Os movimentos populares são creditados por impulsionar campanhas legais para processar as mortes de civis e os desaparecimentos forçados durante as décadas de guerra civil na Guatemala [Sandra Cuffe/Al Jazeera]

Metade da batalha

Mas agora que Lucas Garcia está prestes a ser levado a julgamento, os esforços para garantir uma condenação apresentam novos obstáculos.

Processar o genocídio é considerado mais complexo do que outras violações dos direitos humanos e crimes contra a humanidade, devido a elementos jurídicos estabelecidos na Convenção sobre Genocídio de 1948 e incorporados ao código penal da Guatemala em 1973.

“É preciso demonstrar que o ator ou o acusado teve a intenção de destruir, no todo ou em parte, um grupo de pessoas”, disse Geoff Dancy, professor de ciências políticas na Universidade de Toronto.

“Isso é muito difícil de demonstrar e só foi demonstrado com sucesso em alguns casos, na verdade.”

Houve cerca de 105 julgamentos envolvendo acusações de genocídio em 15 países em todo o mundo, de acordo com Dancy, que é investigador principal num projecto de investigação que compila e analisa dados globais sobre mecanismos de justiça transicional, incluindo processos judiciais de direitos humanos.

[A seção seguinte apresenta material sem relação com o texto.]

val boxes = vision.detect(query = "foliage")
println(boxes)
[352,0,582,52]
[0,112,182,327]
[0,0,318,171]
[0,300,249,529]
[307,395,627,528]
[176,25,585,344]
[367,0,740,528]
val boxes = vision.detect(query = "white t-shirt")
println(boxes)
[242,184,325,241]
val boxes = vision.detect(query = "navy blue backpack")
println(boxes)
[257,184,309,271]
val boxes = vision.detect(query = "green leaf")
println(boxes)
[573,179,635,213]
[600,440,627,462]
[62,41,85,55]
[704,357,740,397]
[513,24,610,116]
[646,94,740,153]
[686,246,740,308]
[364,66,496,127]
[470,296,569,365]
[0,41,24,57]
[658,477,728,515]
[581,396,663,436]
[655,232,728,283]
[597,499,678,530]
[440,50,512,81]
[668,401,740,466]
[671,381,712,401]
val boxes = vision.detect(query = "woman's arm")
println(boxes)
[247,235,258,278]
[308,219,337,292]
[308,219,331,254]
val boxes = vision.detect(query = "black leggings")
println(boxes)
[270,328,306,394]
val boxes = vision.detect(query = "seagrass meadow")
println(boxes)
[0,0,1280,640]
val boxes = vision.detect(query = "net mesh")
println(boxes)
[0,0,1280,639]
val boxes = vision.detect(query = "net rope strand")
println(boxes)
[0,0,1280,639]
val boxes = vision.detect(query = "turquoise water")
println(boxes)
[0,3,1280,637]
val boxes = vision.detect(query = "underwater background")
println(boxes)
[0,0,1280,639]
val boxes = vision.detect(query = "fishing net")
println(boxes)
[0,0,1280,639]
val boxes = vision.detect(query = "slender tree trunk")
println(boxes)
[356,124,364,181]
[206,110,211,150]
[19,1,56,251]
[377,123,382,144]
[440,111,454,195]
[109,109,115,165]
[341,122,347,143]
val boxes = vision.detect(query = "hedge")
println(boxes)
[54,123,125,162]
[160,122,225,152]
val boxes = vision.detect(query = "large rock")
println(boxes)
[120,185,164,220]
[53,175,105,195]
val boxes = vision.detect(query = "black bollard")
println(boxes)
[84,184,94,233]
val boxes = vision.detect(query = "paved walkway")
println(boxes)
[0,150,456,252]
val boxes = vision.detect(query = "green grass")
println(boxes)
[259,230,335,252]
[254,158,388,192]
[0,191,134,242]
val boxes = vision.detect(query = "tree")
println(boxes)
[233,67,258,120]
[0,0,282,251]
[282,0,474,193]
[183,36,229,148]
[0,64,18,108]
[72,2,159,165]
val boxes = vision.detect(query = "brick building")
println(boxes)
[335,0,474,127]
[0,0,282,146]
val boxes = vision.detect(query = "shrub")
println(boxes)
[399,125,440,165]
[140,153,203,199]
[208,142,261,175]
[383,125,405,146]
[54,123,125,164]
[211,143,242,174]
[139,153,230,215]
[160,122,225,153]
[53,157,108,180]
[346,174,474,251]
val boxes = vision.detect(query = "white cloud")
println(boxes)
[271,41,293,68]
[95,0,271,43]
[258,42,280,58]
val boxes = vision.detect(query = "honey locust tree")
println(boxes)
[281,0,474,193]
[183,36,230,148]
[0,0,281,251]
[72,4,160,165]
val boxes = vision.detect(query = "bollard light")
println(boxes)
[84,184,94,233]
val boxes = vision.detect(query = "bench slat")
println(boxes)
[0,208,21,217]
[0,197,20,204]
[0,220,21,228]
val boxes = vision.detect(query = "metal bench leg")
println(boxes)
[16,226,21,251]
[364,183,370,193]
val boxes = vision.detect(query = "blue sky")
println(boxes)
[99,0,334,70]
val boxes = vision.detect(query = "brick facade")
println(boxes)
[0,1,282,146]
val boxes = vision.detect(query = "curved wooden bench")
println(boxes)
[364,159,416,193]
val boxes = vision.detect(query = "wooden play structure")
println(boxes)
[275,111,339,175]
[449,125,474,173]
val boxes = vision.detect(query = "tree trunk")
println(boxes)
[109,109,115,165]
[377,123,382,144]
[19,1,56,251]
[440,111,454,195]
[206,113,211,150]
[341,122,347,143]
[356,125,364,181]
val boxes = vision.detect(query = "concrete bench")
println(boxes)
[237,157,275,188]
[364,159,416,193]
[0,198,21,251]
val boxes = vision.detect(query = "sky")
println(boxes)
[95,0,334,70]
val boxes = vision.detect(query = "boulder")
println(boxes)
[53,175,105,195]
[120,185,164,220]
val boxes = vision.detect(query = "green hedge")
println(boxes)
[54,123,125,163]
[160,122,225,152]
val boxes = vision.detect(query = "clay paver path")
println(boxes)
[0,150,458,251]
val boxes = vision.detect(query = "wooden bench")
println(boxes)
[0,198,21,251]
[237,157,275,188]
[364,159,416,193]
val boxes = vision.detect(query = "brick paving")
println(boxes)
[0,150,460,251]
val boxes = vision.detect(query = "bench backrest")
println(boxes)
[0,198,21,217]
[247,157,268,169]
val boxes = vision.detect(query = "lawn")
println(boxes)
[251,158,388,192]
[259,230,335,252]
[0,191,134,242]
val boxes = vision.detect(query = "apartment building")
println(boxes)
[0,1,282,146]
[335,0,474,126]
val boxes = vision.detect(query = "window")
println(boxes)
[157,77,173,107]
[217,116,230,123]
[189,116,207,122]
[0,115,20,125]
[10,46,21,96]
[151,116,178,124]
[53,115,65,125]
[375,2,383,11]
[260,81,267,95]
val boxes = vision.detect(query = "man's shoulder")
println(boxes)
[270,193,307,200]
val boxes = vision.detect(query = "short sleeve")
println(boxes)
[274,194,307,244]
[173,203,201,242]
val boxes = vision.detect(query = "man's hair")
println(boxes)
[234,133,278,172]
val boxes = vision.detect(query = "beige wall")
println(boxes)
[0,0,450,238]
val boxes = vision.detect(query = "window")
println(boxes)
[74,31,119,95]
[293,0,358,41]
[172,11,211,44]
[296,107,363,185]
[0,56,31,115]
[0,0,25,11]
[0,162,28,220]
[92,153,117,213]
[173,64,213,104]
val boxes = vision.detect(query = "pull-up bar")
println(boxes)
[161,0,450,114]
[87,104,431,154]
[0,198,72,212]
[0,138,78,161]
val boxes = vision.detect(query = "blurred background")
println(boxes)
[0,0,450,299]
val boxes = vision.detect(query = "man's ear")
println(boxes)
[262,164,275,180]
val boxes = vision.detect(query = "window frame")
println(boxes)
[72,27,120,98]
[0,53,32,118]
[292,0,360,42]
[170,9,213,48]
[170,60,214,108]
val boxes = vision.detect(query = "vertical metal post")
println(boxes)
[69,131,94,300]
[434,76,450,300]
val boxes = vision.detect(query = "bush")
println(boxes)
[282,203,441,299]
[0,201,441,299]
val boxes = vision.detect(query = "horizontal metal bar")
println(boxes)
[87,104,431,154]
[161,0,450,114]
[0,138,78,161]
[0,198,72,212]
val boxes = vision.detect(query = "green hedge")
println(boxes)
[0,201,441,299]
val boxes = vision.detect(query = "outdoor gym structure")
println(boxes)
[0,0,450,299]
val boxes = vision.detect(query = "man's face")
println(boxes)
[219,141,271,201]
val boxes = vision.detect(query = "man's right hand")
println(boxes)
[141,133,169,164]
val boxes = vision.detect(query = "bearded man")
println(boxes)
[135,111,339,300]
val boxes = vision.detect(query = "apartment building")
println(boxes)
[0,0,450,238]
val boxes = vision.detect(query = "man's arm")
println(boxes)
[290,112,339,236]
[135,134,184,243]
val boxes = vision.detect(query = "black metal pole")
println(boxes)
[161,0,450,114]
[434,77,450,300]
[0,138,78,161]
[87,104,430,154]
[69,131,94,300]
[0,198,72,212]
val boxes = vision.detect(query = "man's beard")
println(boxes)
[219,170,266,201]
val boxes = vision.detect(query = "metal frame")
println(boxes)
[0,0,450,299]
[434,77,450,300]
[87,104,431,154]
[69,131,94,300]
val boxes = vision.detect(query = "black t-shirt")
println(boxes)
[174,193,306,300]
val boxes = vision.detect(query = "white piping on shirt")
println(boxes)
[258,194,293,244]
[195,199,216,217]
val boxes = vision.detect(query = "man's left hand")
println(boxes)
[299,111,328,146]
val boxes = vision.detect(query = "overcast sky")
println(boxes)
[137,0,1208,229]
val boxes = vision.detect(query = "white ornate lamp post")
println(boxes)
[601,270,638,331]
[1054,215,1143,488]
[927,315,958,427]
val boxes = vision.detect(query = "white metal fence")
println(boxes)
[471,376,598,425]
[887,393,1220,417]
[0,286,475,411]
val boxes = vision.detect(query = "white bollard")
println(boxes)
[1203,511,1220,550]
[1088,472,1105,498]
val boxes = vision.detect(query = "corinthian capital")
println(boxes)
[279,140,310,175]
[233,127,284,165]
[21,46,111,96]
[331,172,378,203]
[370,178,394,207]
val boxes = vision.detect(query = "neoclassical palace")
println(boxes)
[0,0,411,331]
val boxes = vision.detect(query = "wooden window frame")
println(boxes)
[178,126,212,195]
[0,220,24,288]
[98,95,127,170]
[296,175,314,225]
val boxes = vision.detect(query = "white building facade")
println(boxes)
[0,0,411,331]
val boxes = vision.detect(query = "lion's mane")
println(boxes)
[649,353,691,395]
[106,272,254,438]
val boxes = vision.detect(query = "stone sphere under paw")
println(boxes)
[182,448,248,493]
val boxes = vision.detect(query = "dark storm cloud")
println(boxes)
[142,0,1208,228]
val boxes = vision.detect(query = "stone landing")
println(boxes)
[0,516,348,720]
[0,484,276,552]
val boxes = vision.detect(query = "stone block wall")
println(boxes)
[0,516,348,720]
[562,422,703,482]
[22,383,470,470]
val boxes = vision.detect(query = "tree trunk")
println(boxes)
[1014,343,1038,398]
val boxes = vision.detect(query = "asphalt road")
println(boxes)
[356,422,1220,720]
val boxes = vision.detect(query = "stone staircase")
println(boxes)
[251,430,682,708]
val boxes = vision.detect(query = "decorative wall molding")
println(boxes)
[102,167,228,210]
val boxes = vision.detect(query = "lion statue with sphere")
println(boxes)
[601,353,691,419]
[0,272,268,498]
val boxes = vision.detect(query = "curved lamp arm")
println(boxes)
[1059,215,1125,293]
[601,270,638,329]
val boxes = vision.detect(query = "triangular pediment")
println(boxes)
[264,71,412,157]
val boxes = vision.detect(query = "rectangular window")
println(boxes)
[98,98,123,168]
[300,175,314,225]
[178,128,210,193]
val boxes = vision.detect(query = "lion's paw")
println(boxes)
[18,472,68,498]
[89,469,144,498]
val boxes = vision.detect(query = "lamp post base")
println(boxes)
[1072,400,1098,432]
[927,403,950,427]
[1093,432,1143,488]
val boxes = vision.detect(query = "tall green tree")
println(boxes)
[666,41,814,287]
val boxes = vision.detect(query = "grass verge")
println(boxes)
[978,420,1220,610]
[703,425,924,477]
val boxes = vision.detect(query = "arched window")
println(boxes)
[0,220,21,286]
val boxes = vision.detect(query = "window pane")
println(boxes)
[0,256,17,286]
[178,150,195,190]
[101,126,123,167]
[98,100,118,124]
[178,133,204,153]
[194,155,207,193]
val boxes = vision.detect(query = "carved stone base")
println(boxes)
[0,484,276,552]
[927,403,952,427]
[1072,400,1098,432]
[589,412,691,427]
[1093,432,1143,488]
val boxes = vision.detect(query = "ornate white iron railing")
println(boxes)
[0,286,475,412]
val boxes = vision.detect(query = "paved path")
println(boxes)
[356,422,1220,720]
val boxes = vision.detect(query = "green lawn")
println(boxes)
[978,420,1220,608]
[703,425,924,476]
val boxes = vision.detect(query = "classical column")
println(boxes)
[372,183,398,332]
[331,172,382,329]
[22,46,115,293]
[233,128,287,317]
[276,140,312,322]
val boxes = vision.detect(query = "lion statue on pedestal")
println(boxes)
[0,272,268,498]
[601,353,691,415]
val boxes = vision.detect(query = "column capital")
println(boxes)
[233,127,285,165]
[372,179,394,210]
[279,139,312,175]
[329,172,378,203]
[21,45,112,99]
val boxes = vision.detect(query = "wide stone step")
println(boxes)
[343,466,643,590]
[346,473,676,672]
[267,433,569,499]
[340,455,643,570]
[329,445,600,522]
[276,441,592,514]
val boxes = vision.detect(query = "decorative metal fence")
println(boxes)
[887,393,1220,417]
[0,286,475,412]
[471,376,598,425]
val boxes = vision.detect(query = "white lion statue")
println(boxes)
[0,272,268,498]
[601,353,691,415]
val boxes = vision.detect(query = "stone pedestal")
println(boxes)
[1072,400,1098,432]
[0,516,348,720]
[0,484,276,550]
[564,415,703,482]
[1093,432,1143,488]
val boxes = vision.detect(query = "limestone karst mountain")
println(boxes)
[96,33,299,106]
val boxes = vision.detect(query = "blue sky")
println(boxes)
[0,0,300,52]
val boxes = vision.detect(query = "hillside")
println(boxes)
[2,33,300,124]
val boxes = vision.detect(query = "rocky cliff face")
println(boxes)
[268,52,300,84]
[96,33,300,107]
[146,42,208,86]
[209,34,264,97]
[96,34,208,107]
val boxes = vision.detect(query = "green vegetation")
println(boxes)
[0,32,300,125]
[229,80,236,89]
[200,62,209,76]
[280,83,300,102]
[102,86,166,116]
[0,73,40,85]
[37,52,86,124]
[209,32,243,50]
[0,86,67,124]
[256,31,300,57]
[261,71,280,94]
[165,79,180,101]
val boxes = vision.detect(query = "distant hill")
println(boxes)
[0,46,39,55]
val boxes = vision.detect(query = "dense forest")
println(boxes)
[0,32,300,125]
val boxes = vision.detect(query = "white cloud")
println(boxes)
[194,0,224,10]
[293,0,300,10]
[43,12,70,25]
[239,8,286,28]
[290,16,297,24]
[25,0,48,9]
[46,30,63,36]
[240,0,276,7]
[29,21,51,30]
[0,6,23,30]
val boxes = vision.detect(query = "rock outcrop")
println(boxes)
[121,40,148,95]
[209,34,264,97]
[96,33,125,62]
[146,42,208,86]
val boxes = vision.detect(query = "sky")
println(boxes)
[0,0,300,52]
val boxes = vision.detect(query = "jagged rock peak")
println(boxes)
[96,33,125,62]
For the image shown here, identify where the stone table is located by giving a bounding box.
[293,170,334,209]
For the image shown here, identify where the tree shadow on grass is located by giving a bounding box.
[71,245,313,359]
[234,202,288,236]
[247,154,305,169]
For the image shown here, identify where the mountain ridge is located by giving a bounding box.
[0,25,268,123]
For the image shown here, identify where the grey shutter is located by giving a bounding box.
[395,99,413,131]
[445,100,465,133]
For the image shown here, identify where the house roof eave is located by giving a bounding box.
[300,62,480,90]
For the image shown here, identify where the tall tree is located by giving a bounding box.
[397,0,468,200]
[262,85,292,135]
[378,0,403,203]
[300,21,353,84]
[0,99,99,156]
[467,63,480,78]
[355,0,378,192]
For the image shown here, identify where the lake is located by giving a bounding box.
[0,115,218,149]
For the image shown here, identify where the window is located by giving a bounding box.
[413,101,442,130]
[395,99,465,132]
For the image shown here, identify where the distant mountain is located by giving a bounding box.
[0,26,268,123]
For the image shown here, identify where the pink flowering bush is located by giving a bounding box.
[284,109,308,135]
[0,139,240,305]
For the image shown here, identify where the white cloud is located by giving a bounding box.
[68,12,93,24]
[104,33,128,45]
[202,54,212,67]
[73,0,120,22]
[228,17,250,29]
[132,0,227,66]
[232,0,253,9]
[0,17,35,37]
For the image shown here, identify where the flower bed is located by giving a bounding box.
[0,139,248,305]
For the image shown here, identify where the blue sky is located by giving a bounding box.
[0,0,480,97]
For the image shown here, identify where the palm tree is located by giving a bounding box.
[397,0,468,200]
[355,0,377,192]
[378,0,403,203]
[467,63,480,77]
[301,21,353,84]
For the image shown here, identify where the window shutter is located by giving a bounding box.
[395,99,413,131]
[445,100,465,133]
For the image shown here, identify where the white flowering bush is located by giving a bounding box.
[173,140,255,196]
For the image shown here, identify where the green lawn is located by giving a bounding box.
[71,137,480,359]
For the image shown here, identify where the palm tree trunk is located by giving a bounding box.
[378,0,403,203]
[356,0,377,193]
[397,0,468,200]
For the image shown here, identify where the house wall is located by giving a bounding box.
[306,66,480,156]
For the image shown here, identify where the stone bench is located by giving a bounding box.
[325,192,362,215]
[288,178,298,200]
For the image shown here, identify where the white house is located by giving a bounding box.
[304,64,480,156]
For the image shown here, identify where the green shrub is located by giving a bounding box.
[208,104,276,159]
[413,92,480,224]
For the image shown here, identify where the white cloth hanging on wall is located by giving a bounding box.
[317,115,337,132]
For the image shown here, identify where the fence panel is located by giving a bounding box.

Mas mesmo que os promotores não consigam condenar figuras como Lucas Garcia por genocídio, Dancy disse que os julgamentos ainda podem ser ferramentas úteis para a justiça.

Ele ressaltou que, embora líderes como Rios Montt, da Guatemala, Slobodan Milosevic, da Sérvia, e Augusto Pinochet, do Chile, tenham morrido enquanto os esforços de acusação ainda estavam em andamento, os casos ainda eram extremamente importantes, ajudando a desenterrar injustiças e colocá-las em registro público.

Em última análise, disse Dancy, é “muito importante colocar essas coisas no mapa e ter as provas produzidas e consideradas por um tribunal”.